Джонни положил себе горячей курицы и рассказал, о чем сообщил ему главврач. Х.К. слушал серьезно и внимательно.

– В довершение всего, – сказал Джонни, – мне предложили работу.

– Что? Неужто? – Х.К. басисто захохотал.

– Ханс Фалк хочет, чтобы я написал его биографию.

Х.К. замер, не донеся бокал до рта.

– Ничего себе. – Он кашлянул. – И что ты ответил?

Джонни выложил на стол договор.

– Я согласился. Договор подписан.

– Н-да, неожиданный ход со стороны добряка Ханса Фалка.

– Ханс рассказал, что последнее мое задание фактически исходило от Улава Фалка и САГА.

– Зря я ушел со службы, – вздохнул Х.К. – Эта операция была полным безумием, мы бы нипочем не пошли на такое, когда я возглавлял Отдел.

– Еще он сказал, что эта операция – продолжение того, чем Улав занимался все послевоенные годы. И что моя история – конец чего-то, что может свалить весь его фонд. Если правда, что, когда меня сцапали в Курдистане, Норвегия не пришла мне на помощь по вине Улава Фалка, то я не против свалить и его вместе с фондом.

– Любопытно, – пробормотал Х.К. – Месть – огромная движущая сила, во все времена. – Он медленно потер пальцами подбородок. – Ты отдаешь себе отчет, во что ввязался, Джонни? Куда более опытные журналисты, чем ты, пытались разобраться в этих домыслах, но безуспешно.

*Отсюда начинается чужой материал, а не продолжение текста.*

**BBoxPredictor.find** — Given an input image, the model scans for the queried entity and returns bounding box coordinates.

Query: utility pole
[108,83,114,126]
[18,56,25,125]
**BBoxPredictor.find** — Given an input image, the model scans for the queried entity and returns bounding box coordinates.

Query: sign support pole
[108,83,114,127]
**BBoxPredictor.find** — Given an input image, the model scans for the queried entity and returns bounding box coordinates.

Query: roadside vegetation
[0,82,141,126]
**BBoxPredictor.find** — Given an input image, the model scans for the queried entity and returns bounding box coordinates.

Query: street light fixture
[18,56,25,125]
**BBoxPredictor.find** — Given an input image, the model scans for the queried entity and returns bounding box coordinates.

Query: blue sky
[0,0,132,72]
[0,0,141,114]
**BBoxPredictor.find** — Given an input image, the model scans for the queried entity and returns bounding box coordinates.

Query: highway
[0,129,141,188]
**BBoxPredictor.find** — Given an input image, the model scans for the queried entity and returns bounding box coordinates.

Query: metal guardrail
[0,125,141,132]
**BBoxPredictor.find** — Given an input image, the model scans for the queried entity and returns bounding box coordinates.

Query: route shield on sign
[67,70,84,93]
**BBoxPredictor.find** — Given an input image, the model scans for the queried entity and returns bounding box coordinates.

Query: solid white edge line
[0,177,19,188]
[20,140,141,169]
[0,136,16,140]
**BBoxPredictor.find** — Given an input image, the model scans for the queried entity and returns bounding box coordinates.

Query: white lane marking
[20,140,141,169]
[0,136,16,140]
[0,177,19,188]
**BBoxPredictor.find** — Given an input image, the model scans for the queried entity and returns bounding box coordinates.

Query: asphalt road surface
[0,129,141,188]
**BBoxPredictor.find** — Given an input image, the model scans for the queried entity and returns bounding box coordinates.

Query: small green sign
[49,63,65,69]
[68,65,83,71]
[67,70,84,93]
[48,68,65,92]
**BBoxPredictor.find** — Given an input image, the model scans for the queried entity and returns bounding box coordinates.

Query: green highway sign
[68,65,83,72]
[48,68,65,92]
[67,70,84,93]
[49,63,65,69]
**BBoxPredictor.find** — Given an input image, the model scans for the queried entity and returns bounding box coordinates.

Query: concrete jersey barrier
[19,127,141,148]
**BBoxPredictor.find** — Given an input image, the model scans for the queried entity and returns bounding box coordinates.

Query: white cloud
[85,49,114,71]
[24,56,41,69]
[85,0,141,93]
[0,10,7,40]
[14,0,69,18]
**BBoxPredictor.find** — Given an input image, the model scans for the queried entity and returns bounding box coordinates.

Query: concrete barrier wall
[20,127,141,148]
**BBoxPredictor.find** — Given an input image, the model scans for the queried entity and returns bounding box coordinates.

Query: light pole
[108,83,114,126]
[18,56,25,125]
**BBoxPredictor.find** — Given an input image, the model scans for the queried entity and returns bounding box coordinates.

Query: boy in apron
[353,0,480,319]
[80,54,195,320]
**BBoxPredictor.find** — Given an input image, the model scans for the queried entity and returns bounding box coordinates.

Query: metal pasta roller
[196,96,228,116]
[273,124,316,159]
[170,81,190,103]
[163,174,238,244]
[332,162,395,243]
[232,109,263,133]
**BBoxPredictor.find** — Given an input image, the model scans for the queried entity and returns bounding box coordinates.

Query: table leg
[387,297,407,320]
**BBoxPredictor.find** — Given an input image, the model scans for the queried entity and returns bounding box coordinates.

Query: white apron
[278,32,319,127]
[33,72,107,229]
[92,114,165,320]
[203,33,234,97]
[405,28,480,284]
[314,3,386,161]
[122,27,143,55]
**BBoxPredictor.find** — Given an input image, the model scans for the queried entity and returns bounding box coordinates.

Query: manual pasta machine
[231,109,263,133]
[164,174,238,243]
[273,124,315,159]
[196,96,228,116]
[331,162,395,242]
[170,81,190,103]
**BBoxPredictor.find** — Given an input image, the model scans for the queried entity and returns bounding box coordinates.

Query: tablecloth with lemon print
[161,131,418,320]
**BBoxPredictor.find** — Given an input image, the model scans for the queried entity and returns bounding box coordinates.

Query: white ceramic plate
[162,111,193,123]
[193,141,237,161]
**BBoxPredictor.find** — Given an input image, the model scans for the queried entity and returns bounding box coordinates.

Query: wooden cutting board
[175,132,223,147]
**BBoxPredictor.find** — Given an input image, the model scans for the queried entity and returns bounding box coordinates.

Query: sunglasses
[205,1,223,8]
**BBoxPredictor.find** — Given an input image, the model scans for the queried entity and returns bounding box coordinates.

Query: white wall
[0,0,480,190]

– У меня больше шансов разобраться, чем у них.

Х.К. долго молчал.

– Я работал с Улавом, давно, еще до того, как он учредил САГА. Оба мы были тогда водолазами-разведчиками. Потом он служил в войсках, а я в службе безопасности. Мы вполне ладили. Думали одинаково. Нас больше занимали стратегические вопросы, а не преследование студентов-маоистов… по крайней мере меня. Под конец мы разругались. Пожалуй, это было неизбежно.

– Почему?

– Мы оба обеспечивали безопасность Норвегии, только по-разному. Моя лояльность всегда основывалась на норвежской Конституции, а Улав предпочитал защищать страну средствами, которые идут вразрез с принципами Конституции. Вот в чем разница между нами. Улав – прагматик, властолюбивый и жестокий.

Джонни отхлебнул из бокала.

– И за фондом САГА стоит такой же образ мыслей?

– Да это его основа! Ведь САГА был частью так называемой системы безопасности и боеготовности Stay Behind. Бойцы Сопротивления времен войны и столпы общества, которые не хотели сложить оружие, создали на случай советского вторжения секретную частную армию. Причем во всех западноевропейских странах, а не только в Норвегии. Все годы холодной войны Редерхёуген использовали как склад оружия.

– Но разве в семидесятые их не вывели на чистую воду? – Джонни смутно помнил эту историю.

– Многих разоблачили. Но не всех. Как хранилище оружия Редерхёуген прямо-таки идеален. В годы войны там стояли немцы, они построили туннели и бункера. Их стенам сносу нет, так сказать. После войны там разместили массу оружия и прочего оснащения, привозили самолетом старых вермахтовских генералов, чтобы те продемонстрировали действие оборонительной системы на случай советского вторжения. Никто не выдал, что семейство Фалк и САГА держат в Редерхёугене склад оружия. – Х.К. перевел дыхание. – То есть один человек все-таки пытался сказать правду. Мать Улава, писательница Вера Линн, которая недавно скончалась.

Джонни кивнул. Опять то же: САГА и Вера Линн.

– Ханс говорил, она оставила завещание, но его не нашли.

– Об этом я понятия не имею, но факт есть факт: рукопись Линн была конфискована. И это я знаю точно, потому что участвовал в расследовании.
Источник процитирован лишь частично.